Selected papers

Background

Spatial autoregressive (SAR) and related models require a spatial weighting matrix \(W\). In practice, \(W\) is often assumed or selected from a small candidate set, which risks misspecification. This work proposes a data-driven method to estimate the full matrix \(W\) while also allowing for an unknown number of location-specific structural breaks in the mean.

Key takeaways

• Joint problem: Spatial dependence and mean breaks can be easily confounded. The method estimates both simultaneously.
• Two-stage adaptive LASSO: Stage 1 finds candidate change points per location; Stage 2 estimates \(W\) and local mean paths with constraints.
• Model-based selection of \(\lambda\): A criterion aligns sample and model-implied spatial autocorrelation to choose the penalty parameter.
• Output: A sparse, interpretable estimate of \(W\) (nonnegative, row sums \(\le 1\)) and location-wise mean trajectories over time.
• Use cases: Panels with possible regime shifts (policy, markets) where spatial link strength and directionality are unknown.

Intuition

If means jump at different times across locations, those jumps can mimic spatial spillovers; conversely, strong spatial spillovers can look like simultaneous breaks. The estimator separates these by first over-detecting plausible change points in each local series, then letting the full spatiotemporal model retain only those needed while estimating \(W\).

Model

Observations at time \(t=1,\dots,T\) and locations \(s_1,\dots,s_n\):

\[ Y_t = W Y_t + a_t + \varepsilon_t,\quad \varepsilon_t \sim \mathcal{N}(0,\sigma^2 I_n),\qquad \text{with } \rho(W) < 1,\; \mathrm{diag}(W)=0,\; W\ge 0. \]

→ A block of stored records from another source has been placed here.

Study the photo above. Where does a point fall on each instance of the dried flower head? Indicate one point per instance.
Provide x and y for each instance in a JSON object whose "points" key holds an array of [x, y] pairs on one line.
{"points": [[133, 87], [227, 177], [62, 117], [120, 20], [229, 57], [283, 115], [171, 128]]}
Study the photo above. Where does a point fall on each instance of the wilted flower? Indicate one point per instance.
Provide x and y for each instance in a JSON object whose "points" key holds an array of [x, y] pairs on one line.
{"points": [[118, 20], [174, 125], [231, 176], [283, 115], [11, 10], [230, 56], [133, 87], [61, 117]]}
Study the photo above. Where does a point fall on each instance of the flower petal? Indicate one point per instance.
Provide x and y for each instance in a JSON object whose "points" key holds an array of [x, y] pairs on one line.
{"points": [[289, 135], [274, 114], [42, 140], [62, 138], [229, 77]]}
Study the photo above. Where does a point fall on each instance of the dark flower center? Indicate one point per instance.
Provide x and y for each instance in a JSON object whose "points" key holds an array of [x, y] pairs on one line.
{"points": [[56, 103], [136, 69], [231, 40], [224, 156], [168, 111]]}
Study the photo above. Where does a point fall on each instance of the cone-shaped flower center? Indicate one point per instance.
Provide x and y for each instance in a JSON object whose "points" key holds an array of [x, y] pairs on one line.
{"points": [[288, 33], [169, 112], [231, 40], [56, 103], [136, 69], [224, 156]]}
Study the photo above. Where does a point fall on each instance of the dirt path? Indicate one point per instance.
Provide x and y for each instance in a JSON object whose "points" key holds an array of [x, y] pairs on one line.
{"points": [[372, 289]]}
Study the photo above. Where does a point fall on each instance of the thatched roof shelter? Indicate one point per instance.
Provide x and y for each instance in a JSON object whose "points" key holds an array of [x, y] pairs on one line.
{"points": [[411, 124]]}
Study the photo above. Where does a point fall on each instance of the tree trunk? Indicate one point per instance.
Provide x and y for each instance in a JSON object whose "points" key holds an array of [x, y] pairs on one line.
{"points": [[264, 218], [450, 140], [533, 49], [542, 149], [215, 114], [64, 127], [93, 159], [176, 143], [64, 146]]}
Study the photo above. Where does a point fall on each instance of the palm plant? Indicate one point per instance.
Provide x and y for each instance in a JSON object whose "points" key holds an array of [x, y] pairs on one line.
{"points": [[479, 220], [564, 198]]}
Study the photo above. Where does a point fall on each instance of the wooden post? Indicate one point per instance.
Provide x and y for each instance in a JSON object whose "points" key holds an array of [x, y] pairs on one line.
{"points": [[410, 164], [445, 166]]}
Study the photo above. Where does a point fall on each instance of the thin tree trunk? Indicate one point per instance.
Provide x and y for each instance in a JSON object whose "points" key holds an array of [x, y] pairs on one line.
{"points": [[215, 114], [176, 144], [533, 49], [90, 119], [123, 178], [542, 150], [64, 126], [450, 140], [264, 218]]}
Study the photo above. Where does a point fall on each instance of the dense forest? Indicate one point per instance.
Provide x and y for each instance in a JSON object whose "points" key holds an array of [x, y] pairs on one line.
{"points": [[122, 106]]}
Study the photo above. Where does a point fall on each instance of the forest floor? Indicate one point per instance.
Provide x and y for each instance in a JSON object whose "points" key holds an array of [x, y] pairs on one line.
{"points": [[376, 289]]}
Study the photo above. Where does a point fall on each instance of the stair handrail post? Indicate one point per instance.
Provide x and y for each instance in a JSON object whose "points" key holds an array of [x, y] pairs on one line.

The vector \(a_t\) collects location-specific mean levels that may change at unknown times (structural breaks, not necessarily synchronized across locations). Reduced form:

\[ Y_t = (I - W)^{-1} a_t + (I - W)^{-1}\varepsilon_t. \]

Estimation (two-stage adaptive LASSO)

1. Stage 1: change-point candidates (per location). For each location \(i\), fit a lower-triangular “step” design with adaptive LASSO to detect level changes in the overall mean trajectory \(\alpha_{t,i}\) (which already contains spillovers). Collect candidate change times \(\mathcal{T}^{(1)}_i\).
2. Stage 2: joint estimation of \(W\) and local means. Stack all times/locations and solve a constrained LASSO: \[ \min_{\tilde a,\;\xi}\;\|Z\xi + \Phi \tilde a - y\|_2^2 + \lambda_b \|\xi\|_1, \] subject to \( \tilde a_{t,i}=0\) for \(t\notin \mathcal{T}^{(1)}_i\), \(w_{ii}=0\), \(w_{ij}\ge 0\), and \(\sum_j w_{ij}\le 1\) for all \(i\). Here \( \xi=\mathrm{vec}(W)\), \( \Phi\) maps change increments to levels, and \(Z = I_n \otimes Y\).

Penalty selection

Standard CV on prediction error can neglect spatial error correlation. The paper proposes selecting \(\lambda_b\) by matching the sample spatial autocorrelation (from mean-adjusted data) with the model-implied spatial autocorrelation (from \((I-W)^{-1}\varepsilon\)), e.g., via an MAE between correlation matrices. This targets the correct strength and pattern of \(W\).

Practical guidance

• Diagnostics: If residual maps suggest level shifts at different times across locations, and SAR estimates depend heavily on the chosen \(W\), consider this estimator.
• Weights interpretation: Estimated links need not be purely geographic; they may reflect network or functional proximity. Inspect on a map or network graph.
• Directionality: In short panels with few breaks, one-way links can be partially mirrored (weak reverse links). Focus on the stronger edge.
• Constraints: Nonnegativity and row-sum \(\le 1\) stabilize estimation and ensure \((I-W)\) invertibility in practice.

Application

The method is illustrated with Berlin condominium prices (1995–2014), where both spatial spillovers and structural breaks are evident. It detected location-specific regime shifts (e.g. around the 2008 financial crisis) and recovered a spatial weights matrix \(W\) that highlighted heterogeneous connections between districts. Importantly, the analysis shows that intra-city dependence often extends beyond simple geographical proximity, reflecting similarities in culture, lifestyle, or socio-economic conditions. This provides a more realistic picture of market dynamics than standard SAR models with pre-specified weights and is particularly valuable for real-estate pricing, where overlooking such hidden dependencies can lead to biased valuations and misguided investment or policy decisions. The approach is broadly relevant for urban economics, finance, and regional studies, where simultaneous spatial spillovers and regime changes are common.